Functional decline trajectories and SWB trajectories may also differ by gender. For example, Doblhammer and Hoffmann (2009) find that women live longer with functional limitations. In line with this, in the same dataset as used in the present study (Kok et al., 2017), we previously found that men more often had a stable high physical functioning trajectory than women (68 versus 54%), and that 5.5% of women had a stable low functioning trajectory whereas none of the men had this type of trajectory. Concerning SWB, the same study found that only in women (9%) a distinct subgroup with stable high depressive symptoms could be identified, although percentages with stable high LS were about equal (89% in men versus 83% in women; Kok et al., 2017). To allow for observing potential gender differences in the DP, we therefore analyze functional and SWB trajectories separately for men and women.
Third, the extent to which the disability paradox is evident may vary according to psychosocial and demographic factors. For example, higher socio-economic status, being married, and psychological characteristics such as high perceived control and self-esteem have been shown to help maintain SWB despite functional decline (Fellinghauer et al., 2012; Jonker et al., 2008). Personality traits are thought to affect well-being by influencing emotional reactivity and by facilitating adaptation following challenging life events, such as the onset of impairments (Lucas & Diener, 2015). In addition, older individuals with high levels of self-efficacy (i.e., the belief of a person in his or her ability to organize and execute behaviors necessary to produce desired attainments) are less likely to perceive limitations in daily activities and more likely to report higher levels of SWB (Seeman et al., 1999). Because such constructs fit well within the SOC, SPF and discounting theories, in the present study we also investigate whether various demographic and psychosocial characteristics are associated with the DP.

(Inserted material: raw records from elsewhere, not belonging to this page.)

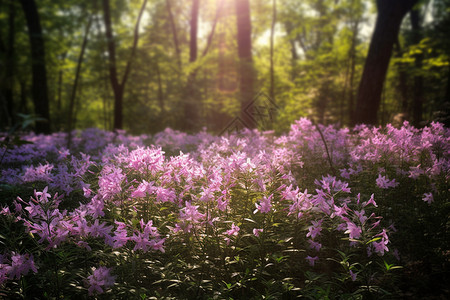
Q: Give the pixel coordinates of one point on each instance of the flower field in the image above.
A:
(317, 213)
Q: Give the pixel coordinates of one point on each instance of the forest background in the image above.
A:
(144, 65)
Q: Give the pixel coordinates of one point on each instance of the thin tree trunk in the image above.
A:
(23, 108)
(119, 87)
(246, 70)
(71, 115)
(10, 64)
(389, 18)
(402, 85)
(39, 72)
(193, 31)
(352, 71)
(160, 92)
(191, 102)
(272, 33)
(418, 79)
(174, 33)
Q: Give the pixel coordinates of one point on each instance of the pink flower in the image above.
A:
(352, 275)
(264, 205)
(314, 245)
(371, 201)
(311, 260)
(353, 230)
(315, 229)
(233, 231)
(256, 231)
(380, 247)
(428, 197)
(384, 182)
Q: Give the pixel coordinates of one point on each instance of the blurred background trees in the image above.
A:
(148, 65)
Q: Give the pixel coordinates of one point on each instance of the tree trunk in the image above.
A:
(192, 104)
(10, 64)
(402, 84)
(119, 87)
(272, 33)
(71, 114)
(174, 33)
(418, 79)
(246, 71)
(389, 18)
(351, 102)
(39, 87)
(193, 32)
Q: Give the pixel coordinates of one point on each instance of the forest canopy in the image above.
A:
(222, 64)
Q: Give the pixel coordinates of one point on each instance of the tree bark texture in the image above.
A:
(389, 19)
(39, 73)
(193, 31)
(418, 62)
(119, 87)
(246, 70)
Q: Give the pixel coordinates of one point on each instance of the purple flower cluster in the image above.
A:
(200, 187)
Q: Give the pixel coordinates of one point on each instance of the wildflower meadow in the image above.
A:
(320, 212)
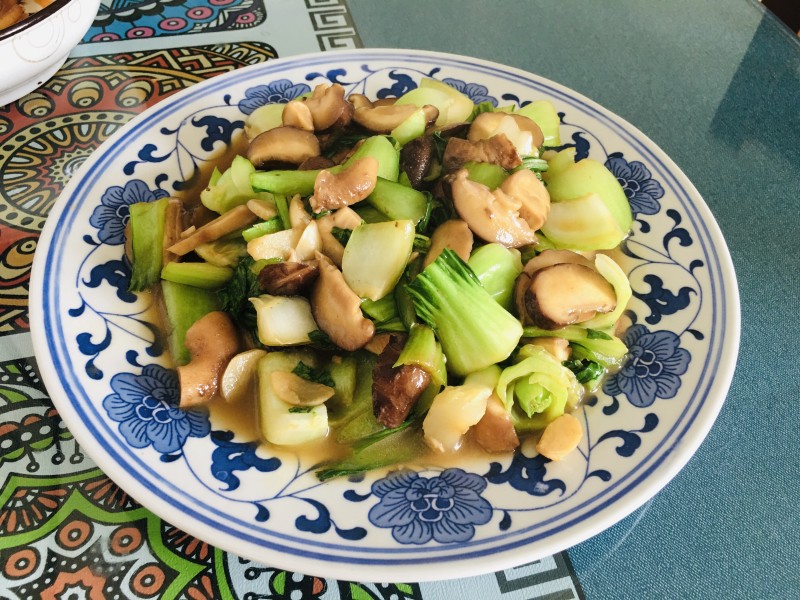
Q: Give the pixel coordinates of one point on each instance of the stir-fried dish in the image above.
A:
(13, 11)
(400, 277)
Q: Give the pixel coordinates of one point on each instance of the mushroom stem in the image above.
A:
(212, 341)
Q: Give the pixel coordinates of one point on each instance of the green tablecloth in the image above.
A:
(715, 84)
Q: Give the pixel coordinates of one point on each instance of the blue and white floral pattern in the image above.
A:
(444, 508)
(474, 91)
(642, 190)
(654, 367)
(236, 487)
(111, 216)
(146, 407)
(277, 92)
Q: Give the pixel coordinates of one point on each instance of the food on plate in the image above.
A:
(399, 279)
(12, 11)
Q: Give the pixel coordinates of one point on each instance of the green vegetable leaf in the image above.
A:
(235, 296)
(481, 107)
(422, 243)
(594, 334)
(585, 370)
(342, 235)
(311, 374)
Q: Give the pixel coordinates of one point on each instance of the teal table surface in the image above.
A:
(717, 86)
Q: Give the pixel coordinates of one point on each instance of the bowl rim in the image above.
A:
(33, 19)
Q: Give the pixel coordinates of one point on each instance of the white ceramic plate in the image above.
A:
(95, 346)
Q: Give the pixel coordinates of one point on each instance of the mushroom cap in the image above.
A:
(297, 114)
(567, 293)
(337, 308)
(416, 158)
(212, 341)
(382, 119)
(354, 184)
(281, 146)
(497, 150)
(492, 215)
(526, 135)
(328, 107)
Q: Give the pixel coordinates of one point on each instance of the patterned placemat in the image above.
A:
(66, 530)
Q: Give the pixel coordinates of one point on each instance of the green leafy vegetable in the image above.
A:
(474, 330)
(235, 296)
(317, 375)
(342, 235)
(147, 237)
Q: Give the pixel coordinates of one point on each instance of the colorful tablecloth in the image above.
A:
(66, 530)
(716, 84)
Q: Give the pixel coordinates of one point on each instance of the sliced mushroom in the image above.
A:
(395, 390)
(416, 159)
(560, 437)
(382, 119)
(315, 163)
(551, 257)
(544, 259)
(360, 101)
(495, 432)
(287, 278)
(239, 378)
(297, 114)
(295, 390)
(567, 293)
(454, 234)
(234, 220)
(282, 146)
(328, 107)
(531, 192)
(521, 131)
(354, 184)
(337, 308)
(508, 215)
(212, 341)
(298, 215)
(497, 150)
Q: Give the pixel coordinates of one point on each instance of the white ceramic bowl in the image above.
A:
(36, 47)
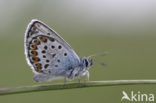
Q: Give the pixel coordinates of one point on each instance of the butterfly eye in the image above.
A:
(86, 62)
(47, 60)
(52, 47)
(46, 65)
(59, 46)
(58, 60)
(43, 51)
(45, 47)
(65, 54)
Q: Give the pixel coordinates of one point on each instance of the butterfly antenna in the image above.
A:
(101, 63)
(98, 54)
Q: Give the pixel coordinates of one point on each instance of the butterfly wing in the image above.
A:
(45, 49)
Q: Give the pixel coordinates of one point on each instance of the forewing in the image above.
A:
(45, 49)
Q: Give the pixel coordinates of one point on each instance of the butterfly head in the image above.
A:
(87, 62)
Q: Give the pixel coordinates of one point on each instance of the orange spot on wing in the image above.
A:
(34, 53)
(43, 39)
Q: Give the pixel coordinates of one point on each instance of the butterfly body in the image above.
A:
(50, 56)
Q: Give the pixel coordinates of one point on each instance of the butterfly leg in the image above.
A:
(87, 78)
(79, 81)
(65, 81)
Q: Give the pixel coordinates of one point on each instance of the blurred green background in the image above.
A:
(124, 28)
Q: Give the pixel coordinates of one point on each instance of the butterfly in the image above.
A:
(50, 56)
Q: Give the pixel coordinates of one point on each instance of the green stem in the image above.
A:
(46, 87)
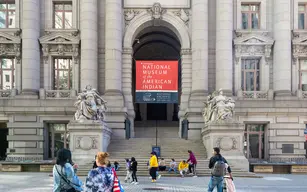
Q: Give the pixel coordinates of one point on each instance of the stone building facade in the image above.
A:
(255, 50)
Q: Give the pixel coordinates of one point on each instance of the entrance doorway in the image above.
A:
(4, 144)
(58, 138)
(161, 44)
(254, 141)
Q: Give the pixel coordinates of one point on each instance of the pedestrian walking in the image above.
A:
(153, 167)
(218, 165)
(133, 168)
(192, 167)
(129, 172)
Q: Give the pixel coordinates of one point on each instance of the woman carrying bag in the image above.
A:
(64, 177)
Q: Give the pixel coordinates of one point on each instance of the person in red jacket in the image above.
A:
(193, 163)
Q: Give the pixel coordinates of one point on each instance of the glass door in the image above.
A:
(58, 138)
(254, 142)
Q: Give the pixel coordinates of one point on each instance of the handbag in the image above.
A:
(72, 189)
(117, 186)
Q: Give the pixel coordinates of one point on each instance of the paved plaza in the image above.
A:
(40, 182)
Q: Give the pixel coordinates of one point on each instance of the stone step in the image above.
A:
(165, 174)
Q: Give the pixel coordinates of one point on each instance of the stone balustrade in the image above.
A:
(8, 93)
(301, 94)
(255, 95)
(57, 94)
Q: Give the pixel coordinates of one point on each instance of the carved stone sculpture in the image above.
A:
(90, 106)
(218, 107)
(157, 11)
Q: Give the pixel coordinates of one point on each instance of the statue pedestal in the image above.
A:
(87, 138)
(228, 136)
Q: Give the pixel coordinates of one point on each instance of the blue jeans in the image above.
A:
(172, 169)
(216, 182)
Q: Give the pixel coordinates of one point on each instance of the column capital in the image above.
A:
(127, 50)
(186, 51)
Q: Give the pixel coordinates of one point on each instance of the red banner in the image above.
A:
(156, 76)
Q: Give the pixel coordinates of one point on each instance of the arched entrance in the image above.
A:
(156, 43)
(145, 39)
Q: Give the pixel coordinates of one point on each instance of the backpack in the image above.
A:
(219, 169)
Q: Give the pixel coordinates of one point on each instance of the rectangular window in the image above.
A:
(62, 74)
(58, 139)
(250, 14)
(254, 141)
(62, 15)
(7, 14)
(7, 73)
(303, 74)
(302, 14)
(250, 75)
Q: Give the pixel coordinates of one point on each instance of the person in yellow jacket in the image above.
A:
(183, 168)
(153, 166)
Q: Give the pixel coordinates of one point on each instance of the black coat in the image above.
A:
(134, 166)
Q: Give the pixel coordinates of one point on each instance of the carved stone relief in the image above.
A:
(227, 143)
(130, 14)
(183, 14)
(157, 11)
(86, 142)
(253, 45)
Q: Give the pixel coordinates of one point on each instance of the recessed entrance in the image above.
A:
(161, 44)
(3, 141)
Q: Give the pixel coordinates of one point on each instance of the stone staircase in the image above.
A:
(171, 147)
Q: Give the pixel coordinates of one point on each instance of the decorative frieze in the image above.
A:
(253, 45)
(61, 43)
(183, 14)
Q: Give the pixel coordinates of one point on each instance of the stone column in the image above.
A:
(200, 46)
(224, 37)
(113, 48)
(30, 47)
(127, 86)
(89, 43)
(282, 47)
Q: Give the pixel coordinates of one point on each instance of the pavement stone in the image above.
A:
(41, 182)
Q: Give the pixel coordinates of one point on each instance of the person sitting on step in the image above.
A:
(162, 165)
(183, 168)
(172, 166)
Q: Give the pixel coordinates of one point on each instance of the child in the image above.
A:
(116, 166)
(128, 176)
(133, 168)
(183, 168)
(172, 166)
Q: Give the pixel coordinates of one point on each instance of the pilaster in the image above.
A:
(282, 48)
(26, 138)
(113, 47)
(224, 36)
(89, 45)
(200, 46)
(30, 46)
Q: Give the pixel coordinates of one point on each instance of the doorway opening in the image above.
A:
(254, 142)
(4, 144)
(161, 44)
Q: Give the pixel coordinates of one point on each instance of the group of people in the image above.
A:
(101, 178)
(103, 175)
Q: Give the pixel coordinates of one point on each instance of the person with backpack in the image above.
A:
(218, 165)
(133, 169)
(129, 173)
(192, 166)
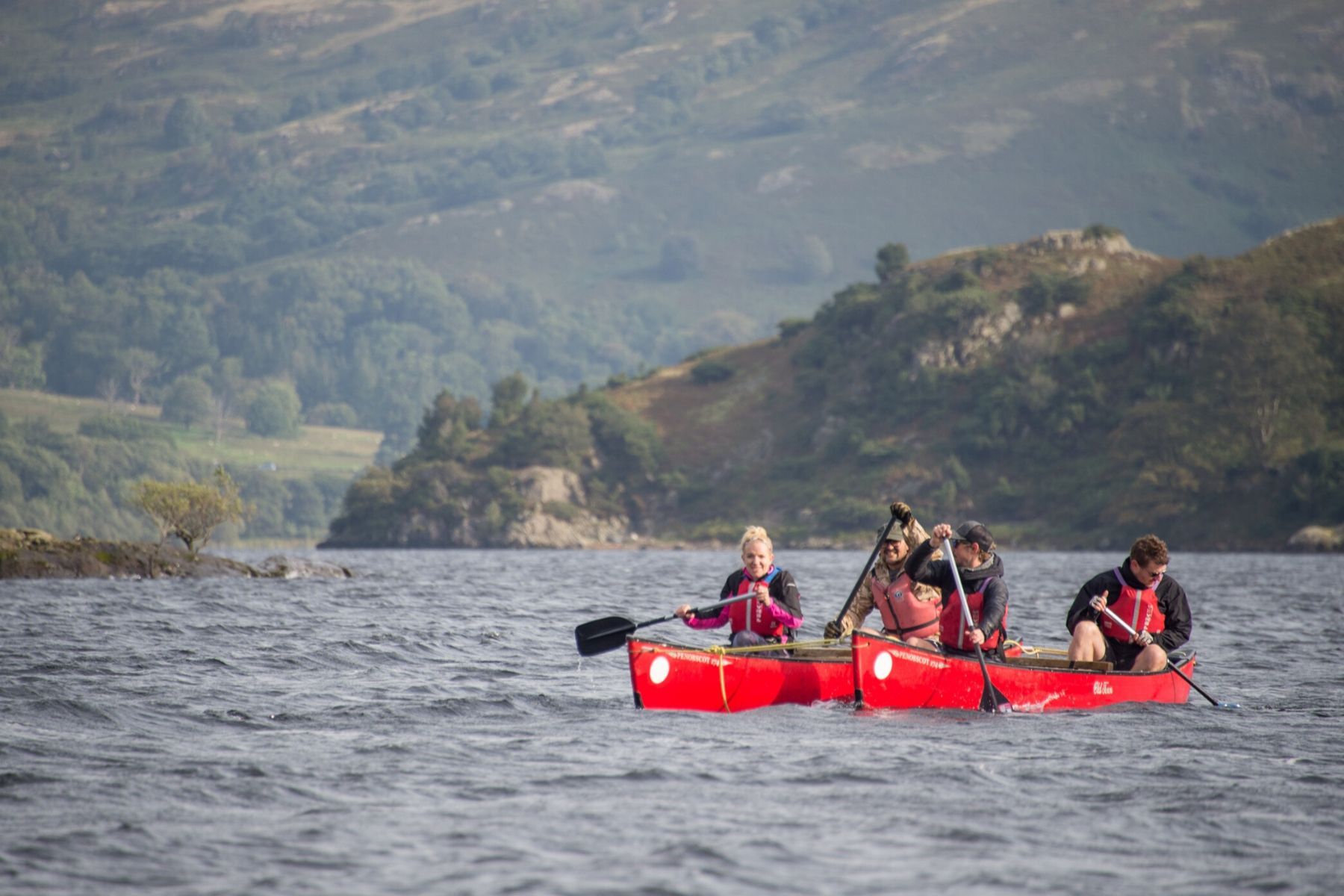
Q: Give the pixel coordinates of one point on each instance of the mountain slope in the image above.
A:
(1070, 391)
(608, 184)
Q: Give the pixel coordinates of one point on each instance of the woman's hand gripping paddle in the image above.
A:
(991, 699)
(1171, 665)
(609, 633)
(867, 566)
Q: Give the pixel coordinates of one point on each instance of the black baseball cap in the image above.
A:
(972, 531)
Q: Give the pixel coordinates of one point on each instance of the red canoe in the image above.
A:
(670, 676)
(890, 675)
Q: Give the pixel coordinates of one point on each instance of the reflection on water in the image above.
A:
(429, 729)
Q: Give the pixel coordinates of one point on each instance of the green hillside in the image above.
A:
(374, 200)
(1071, 391)
(66, 465)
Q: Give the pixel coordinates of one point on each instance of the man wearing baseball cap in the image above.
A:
(981, 578)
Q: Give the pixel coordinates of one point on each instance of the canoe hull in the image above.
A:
(668, 676)
(889, 675)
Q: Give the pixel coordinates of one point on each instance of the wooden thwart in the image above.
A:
(1048, 662)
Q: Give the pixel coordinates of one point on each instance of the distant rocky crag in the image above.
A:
(33, 554)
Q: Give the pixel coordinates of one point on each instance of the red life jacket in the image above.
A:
(902, 615)
(1137, 608)
(952, 630)
(762, 621)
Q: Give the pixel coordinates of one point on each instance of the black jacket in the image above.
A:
(1171, 602)
(939, 574)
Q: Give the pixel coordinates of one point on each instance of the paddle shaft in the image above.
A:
(965, 617)
(712, 606)
(867, 566)
(1169, 664)
(609, 633)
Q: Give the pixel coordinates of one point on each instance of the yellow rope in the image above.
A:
(724, 687)
(1036, 652)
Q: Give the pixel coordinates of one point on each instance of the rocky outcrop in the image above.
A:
(33, 554)
(557, 514)
(1110, 243)
(1317, 538)
(284, 567)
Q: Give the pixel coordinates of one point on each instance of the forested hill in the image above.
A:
(373, 200)
(1070, 391)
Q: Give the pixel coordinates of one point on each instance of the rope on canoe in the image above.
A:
(724, 687)
(1036, 652)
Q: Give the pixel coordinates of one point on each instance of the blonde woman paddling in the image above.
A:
(772, 615)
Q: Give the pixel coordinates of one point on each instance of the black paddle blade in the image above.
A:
(994, 700)
(601, 635)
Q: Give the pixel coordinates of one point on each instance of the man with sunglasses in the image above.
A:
(1142, 594)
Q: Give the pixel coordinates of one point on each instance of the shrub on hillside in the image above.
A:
(188, 401)
(275, 410)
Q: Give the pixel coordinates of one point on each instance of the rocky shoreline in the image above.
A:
(33, 554)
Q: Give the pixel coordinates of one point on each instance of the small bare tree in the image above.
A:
(191, 511)
(140, 367)
(109, 393)
(220, 411)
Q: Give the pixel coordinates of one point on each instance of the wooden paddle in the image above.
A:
(609, 633)
(991, 699)
(867, 566)
(1171, 665)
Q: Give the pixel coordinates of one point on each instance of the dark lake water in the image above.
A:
(429, 729)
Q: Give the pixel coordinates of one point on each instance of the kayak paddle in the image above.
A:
(991, 699)
(867, 566)
(1171, 665)
(609, 633)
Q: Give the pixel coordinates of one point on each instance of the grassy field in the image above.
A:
(316, 449)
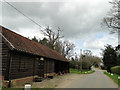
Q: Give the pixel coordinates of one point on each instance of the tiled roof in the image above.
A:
(24, 44)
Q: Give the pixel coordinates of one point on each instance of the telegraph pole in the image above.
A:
(81, 59)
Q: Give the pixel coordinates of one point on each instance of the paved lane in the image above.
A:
(95, 80)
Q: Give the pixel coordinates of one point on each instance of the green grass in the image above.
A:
(114, 77)
(83, 71)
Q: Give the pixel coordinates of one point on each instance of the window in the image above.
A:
(23, 65)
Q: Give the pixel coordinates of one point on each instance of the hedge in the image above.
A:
(115, 69)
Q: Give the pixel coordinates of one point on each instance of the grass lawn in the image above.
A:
(114, 77)
(83, 71)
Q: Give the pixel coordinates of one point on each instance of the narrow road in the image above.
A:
(95, 80)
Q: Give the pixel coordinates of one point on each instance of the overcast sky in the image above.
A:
(80, 21)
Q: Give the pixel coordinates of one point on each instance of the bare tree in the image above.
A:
(52, 36)
(68, 48)
(113, 18)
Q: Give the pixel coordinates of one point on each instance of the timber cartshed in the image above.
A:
(24, 58)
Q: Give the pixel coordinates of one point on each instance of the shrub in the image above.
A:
(115, 69)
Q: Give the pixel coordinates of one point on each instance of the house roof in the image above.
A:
(20, 43)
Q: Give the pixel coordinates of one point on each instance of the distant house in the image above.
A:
(22, 57)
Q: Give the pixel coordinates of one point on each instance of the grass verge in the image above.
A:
(83, 71)
(114, 77)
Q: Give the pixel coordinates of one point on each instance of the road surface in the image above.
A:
(95, 80)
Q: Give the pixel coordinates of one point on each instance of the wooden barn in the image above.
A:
(22, 57)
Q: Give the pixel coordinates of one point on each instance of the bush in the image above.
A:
(115, 69)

Building on these conceptual and methodological considerations, and expanding the available literature, the current study examines the prevalence and associated psychosocial factors of the DP in people aged 55 years and older who experienced substantial functional decline over a 16-year period. We take into account the multidimensionality of SWB by examining trajectories separately for PA, NA and LS, and separately for men and women. Given that physical functioning and SWB are not strongly correlated and that some studies demonstrate declines of SWB components with ageing, we hypothesize that within the population of older adults with functional decline several subgroups exist; groups who maintain stable levels of well-being, supporting the DP, and groups who decline in well-being over time, contradicting the DP. Regarding the different components of SWB, because most empirical evidence suggests life satisfaction has the strongest stability over time, we hypothesize that the DP is more clearly present for the cognitive component of SWB (LS) than for the affective components of SWB (PA and NA).